IO Cost Model: Algorithmic Complexity for Big Data

Concept. On data larger than RAM, total runtime is dominated by IO, not CPU; we model algorithm cost as C_r × pages_read + C_w × pages_written and ignore everything else.

Intuition. With Listens at a billion rows, a full table scan reads thousands of 64 MB pages and takes minutes on disk. The CPU work to compare 4.5 > 4.0 is essentially free in comparison. Total runtime is C_r × pages_read + C_w × pages_written; everything else rounds to zero.

IO Complexity Fundamentals

Small Data vs Big Data: Different Worlds

In the land of small data, it's all about CPU complexity. Think O(n log n) for sorting n values. The assumption here? Everything fits in RAM, and the CPU is the bottleneck.

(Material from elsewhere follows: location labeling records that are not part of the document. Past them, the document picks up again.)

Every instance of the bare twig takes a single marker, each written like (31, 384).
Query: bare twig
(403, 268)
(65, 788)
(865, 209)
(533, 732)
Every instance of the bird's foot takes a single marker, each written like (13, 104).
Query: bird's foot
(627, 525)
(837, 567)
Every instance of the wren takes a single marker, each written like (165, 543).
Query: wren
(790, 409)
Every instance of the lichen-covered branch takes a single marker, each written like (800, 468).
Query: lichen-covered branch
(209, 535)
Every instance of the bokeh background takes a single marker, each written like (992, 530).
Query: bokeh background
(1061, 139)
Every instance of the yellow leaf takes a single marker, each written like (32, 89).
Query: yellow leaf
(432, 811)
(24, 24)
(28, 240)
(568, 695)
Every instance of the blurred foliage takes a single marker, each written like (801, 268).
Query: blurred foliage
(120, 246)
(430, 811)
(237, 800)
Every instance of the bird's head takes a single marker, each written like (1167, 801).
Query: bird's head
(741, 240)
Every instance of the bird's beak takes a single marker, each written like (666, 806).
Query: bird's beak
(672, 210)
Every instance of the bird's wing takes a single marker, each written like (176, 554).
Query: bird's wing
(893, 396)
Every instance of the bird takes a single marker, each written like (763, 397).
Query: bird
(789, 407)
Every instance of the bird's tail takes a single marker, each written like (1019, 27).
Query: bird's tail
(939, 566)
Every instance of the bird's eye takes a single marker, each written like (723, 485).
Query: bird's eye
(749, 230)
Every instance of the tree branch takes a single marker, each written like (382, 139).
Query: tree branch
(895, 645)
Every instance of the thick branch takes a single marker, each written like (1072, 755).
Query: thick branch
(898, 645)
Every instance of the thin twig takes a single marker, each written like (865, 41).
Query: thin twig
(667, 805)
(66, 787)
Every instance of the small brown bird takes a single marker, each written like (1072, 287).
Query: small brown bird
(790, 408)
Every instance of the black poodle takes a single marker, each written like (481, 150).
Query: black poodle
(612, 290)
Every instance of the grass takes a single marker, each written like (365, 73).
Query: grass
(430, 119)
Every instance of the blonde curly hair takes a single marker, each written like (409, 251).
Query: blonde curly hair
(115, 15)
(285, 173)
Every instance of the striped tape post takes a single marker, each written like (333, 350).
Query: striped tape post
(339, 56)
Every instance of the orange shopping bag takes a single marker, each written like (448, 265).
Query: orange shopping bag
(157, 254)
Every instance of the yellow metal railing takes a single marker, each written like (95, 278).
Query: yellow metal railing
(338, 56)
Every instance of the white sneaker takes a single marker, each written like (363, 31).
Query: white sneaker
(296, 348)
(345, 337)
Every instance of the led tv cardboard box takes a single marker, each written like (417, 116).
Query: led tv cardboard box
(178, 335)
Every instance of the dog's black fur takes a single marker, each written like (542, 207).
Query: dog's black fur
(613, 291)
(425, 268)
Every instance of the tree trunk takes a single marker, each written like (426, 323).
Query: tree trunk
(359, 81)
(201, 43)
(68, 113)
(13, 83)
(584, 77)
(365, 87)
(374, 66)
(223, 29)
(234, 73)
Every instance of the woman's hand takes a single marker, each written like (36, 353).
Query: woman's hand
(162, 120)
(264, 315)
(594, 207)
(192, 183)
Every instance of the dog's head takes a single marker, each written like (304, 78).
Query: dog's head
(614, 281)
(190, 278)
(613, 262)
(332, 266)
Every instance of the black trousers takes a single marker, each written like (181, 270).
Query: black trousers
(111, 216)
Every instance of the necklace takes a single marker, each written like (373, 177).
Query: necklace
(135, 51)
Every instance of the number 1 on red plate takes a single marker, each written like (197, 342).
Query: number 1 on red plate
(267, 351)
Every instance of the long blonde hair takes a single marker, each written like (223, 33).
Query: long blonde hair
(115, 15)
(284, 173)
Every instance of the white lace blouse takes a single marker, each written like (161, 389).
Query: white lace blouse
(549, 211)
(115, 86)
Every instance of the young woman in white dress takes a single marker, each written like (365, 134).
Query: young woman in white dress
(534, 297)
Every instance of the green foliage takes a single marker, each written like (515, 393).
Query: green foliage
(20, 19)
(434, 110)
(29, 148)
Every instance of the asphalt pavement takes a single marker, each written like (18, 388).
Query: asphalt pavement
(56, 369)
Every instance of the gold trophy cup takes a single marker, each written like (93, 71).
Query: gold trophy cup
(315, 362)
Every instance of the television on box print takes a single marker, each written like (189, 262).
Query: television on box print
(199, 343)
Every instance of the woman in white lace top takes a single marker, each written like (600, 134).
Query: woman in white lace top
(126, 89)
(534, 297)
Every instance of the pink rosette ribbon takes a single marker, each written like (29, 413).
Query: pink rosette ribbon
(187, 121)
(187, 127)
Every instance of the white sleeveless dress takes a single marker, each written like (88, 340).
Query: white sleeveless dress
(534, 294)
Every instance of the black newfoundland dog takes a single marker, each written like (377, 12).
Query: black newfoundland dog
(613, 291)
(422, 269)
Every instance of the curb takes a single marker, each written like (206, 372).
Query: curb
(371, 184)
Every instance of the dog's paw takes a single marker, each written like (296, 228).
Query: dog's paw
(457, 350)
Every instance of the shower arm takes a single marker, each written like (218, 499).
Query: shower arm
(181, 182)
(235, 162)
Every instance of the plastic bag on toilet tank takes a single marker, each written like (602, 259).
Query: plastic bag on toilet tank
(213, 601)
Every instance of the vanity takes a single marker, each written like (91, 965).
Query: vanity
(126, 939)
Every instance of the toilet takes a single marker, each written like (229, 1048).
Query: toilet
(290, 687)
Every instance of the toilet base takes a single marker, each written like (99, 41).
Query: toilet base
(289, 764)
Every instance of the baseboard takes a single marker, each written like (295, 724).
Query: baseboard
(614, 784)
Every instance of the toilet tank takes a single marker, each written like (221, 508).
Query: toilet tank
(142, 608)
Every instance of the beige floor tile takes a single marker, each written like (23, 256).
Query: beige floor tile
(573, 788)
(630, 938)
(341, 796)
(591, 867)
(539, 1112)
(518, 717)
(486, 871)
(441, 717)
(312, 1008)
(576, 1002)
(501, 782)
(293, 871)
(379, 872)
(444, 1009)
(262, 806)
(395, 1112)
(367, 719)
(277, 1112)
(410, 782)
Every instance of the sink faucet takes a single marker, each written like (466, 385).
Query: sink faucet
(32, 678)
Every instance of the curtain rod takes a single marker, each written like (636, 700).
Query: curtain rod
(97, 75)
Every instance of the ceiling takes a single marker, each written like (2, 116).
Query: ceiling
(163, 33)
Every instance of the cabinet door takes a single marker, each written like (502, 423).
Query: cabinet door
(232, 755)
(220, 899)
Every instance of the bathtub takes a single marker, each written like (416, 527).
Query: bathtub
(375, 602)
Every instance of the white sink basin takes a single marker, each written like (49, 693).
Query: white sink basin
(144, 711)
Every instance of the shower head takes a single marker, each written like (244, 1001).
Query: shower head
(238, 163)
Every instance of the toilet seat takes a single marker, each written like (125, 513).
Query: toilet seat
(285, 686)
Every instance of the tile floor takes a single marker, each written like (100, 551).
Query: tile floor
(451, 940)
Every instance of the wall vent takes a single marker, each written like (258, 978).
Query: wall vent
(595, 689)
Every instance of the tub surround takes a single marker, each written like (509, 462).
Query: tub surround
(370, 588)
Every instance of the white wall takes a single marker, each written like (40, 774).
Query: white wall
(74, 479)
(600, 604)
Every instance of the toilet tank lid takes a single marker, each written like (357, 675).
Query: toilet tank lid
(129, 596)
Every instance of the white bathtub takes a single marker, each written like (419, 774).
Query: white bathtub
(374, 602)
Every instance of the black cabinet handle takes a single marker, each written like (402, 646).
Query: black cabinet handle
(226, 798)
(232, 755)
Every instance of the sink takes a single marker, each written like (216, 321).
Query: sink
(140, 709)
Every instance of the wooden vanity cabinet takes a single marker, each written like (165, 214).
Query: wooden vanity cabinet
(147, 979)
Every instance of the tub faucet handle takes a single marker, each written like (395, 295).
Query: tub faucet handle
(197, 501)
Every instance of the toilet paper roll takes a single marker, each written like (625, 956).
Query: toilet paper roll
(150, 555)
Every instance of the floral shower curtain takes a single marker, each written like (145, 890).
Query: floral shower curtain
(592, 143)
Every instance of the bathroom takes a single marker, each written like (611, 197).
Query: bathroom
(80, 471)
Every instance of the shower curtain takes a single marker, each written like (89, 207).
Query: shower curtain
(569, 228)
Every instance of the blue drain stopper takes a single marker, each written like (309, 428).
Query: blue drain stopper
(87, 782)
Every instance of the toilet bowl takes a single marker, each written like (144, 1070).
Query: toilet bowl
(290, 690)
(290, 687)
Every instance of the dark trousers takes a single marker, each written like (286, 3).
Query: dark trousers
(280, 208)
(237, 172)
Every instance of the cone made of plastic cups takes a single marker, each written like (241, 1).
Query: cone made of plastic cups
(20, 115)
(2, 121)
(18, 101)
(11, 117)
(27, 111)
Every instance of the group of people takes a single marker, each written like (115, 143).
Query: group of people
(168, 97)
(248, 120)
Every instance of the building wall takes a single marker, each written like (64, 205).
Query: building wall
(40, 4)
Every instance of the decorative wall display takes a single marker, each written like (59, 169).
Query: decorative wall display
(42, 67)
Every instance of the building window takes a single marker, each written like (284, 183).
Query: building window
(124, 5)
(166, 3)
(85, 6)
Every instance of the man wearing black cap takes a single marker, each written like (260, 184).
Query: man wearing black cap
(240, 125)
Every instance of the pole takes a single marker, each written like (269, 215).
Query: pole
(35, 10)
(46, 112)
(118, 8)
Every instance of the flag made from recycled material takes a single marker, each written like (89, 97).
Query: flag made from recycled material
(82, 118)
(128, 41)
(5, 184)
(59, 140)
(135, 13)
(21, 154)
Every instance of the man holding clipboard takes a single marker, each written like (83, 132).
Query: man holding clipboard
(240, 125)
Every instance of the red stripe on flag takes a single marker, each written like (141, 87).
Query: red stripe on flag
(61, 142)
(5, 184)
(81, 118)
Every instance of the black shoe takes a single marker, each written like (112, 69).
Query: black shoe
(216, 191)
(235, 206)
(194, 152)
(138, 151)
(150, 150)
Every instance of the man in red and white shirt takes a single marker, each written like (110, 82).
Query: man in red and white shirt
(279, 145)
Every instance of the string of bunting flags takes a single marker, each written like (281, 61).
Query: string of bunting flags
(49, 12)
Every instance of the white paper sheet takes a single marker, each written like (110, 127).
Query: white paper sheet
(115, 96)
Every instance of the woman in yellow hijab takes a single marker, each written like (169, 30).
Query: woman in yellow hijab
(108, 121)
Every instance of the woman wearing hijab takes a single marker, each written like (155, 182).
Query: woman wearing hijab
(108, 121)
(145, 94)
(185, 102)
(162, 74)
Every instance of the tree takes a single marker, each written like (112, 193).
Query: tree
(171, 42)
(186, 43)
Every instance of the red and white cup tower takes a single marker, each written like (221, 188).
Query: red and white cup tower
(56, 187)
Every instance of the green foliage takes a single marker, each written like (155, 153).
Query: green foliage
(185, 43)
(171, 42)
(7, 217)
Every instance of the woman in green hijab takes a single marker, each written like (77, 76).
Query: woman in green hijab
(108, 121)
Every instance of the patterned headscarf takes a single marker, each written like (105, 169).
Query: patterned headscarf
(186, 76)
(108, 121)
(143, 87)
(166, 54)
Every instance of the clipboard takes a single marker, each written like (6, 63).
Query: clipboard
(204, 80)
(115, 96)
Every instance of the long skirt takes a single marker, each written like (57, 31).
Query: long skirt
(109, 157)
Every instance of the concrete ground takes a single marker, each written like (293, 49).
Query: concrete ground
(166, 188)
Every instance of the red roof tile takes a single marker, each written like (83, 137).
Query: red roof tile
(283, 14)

The game is about finding faster algorithms, like opting for O(n log n) over O(n²). This world deals with datasets under 1GB.

Now, step into the big data arena, where IO complexity reigns supreme. Here, the cost of moving data dwarfs CPU costs, by a factor of a million. It's not about crunching numbers faster; it's about minimizing how often you need to touch the disk. We're talking datasets over 100GB, where disk access patterns are the real optimization target.

Three Examples: Building Your Intuition

Key Notation for IO Costs

For those who crave the details, check the IO Reference Sheet for complete formulas and device specs. Here's the shorthand:

C_r, C_w: Time cost to read/write a page (access + transfer time)
T(R) = n: Number of tuples (rows) in table R
P(R): Number of pages in table R
IO Cost: Total cost = numPages × C_r (or C_w)

Example Algorithms

Example 1: Basic Read/Write

Algorithm A1 reads and writes P(R) pages. The cost? Simple:

$$ C_r \times P(R) + C_w \times P(R) $$

Example 2: Multi-Pass

Algorithm A2 reads P(R) pages seven times and writes them three times. CPU operations? 20 times T(R), but they're too fast to matter:

$$ C_r \times 7 \times P(R) + C_w \times 3 \times P(R) $$

Example 3: Logarithmic

Algorithm A3 reads P(R) pages log P(R) times and writes 0.1×P(R) pages T(R) times. It's akin to binary search iterations:

$$ C_r \times \log(P(R)) \times P(R) + C_w \times 0.1 \times P(R) \times T(R) $$

Key Takeaways

The Big Picture

Forget O(n log n) - That's for CPU complexity, not big data.
Count IOs: N, 2N, 3N - This is what really determines runtime.
Smart algorithms minimize disk access. Save one IO, and you've saved 10 million CPU/GPU operations.